Lüneburg erbt eine halbe Million Euro
von Carlo Eggeling am 17.04.2026Am Dienstag trifft sich der Stadtrat zu einer kurzen Sitzung, es geht um ein Erbe zugunsten der Stadt. Ein Lüneburger hat Haus und Vermögen zur einen Hälfte der Deutschen Krebshilfe und zur anderen Hälfte seiner Heimatstadt vermacht.

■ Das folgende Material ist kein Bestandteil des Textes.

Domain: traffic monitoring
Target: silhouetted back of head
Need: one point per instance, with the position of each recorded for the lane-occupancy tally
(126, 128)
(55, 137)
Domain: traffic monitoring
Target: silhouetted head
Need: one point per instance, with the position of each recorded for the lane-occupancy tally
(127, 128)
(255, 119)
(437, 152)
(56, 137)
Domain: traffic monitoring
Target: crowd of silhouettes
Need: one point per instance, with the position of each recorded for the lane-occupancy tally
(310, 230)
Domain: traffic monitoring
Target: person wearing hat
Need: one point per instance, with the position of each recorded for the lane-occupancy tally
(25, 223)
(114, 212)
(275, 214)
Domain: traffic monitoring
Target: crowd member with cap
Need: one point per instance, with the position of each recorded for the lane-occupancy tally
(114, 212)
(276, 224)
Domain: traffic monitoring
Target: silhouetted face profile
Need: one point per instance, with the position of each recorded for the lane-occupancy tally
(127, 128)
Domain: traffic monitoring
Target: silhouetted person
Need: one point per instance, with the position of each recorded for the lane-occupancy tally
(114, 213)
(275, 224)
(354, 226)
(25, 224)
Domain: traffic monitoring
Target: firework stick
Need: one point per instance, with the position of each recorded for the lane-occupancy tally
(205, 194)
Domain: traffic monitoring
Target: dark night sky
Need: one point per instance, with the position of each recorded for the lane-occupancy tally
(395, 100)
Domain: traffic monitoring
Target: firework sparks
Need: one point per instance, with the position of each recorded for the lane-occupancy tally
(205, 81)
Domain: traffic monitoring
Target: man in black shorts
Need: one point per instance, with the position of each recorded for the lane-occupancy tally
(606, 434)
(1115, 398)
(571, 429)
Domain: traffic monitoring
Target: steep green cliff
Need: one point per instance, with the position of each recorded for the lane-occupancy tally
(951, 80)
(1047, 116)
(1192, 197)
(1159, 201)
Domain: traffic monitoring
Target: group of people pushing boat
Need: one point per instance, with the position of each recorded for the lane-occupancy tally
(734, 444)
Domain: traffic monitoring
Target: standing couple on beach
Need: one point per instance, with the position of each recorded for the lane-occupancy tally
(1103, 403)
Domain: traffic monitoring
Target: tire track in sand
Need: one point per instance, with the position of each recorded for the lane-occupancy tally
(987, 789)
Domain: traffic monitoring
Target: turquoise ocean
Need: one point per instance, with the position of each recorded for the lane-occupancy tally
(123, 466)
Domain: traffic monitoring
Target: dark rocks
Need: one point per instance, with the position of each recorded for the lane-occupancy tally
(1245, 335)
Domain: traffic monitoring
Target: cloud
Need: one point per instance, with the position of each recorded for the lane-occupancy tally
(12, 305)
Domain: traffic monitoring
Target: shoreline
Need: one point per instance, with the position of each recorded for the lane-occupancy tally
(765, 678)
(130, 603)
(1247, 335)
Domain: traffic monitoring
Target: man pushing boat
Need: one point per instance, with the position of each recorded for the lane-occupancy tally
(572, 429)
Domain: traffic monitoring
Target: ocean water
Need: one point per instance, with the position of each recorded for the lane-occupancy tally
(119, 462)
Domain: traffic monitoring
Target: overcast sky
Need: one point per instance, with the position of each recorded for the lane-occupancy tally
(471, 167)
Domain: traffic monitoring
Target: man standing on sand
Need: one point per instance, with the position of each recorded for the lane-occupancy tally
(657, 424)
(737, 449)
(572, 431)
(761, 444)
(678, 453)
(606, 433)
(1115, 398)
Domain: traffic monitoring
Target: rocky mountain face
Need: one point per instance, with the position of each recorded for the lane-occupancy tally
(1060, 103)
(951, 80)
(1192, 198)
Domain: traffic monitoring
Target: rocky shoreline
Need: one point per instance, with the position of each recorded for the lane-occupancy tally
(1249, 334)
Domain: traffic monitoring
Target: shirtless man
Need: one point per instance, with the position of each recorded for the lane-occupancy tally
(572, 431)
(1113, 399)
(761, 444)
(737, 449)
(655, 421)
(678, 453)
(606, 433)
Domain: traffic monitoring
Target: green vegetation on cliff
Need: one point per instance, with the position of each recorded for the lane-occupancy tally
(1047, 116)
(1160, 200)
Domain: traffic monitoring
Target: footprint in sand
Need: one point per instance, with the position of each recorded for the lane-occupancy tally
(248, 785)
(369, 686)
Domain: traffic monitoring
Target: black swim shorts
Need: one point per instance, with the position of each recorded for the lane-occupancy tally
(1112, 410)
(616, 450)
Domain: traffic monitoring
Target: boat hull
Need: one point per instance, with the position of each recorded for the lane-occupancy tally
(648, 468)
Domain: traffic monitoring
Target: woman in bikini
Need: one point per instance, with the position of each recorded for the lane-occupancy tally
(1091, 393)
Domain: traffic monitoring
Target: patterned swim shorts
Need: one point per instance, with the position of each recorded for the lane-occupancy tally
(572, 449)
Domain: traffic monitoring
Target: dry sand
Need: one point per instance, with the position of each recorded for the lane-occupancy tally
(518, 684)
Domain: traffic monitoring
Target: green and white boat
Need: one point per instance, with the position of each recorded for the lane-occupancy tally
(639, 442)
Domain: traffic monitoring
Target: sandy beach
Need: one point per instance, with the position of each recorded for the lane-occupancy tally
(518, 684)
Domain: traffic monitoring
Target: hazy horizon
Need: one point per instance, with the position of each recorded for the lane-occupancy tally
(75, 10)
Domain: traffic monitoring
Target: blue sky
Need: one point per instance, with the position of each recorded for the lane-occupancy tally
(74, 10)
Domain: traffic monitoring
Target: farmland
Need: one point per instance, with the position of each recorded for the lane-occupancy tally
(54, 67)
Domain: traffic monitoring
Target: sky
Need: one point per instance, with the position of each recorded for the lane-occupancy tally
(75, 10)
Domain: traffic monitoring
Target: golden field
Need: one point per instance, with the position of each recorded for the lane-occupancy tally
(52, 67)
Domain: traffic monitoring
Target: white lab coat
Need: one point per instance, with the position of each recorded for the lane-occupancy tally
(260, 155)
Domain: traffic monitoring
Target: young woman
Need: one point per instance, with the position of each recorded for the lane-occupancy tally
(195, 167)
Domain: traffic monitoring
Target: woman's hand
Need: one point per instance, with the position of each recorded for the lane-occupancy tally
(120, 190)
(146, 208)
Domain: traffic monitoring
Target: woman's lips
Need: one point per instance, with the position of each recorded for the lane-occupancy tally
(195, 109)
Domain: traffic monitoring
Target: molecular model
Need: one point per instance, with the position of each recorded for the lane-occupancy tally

Ein warmer Geldregen für die Kasse des Rathauses: eine halbe Million Euro soll der städtische Anteil ausmachen. Die Summe ergebe sich aus einer Schätzung, heißt es in er Vorlage für die Politik. Unter anderem geht es um ein 1144 Quadratmeter großes Grundstück an der Soltauer Straße.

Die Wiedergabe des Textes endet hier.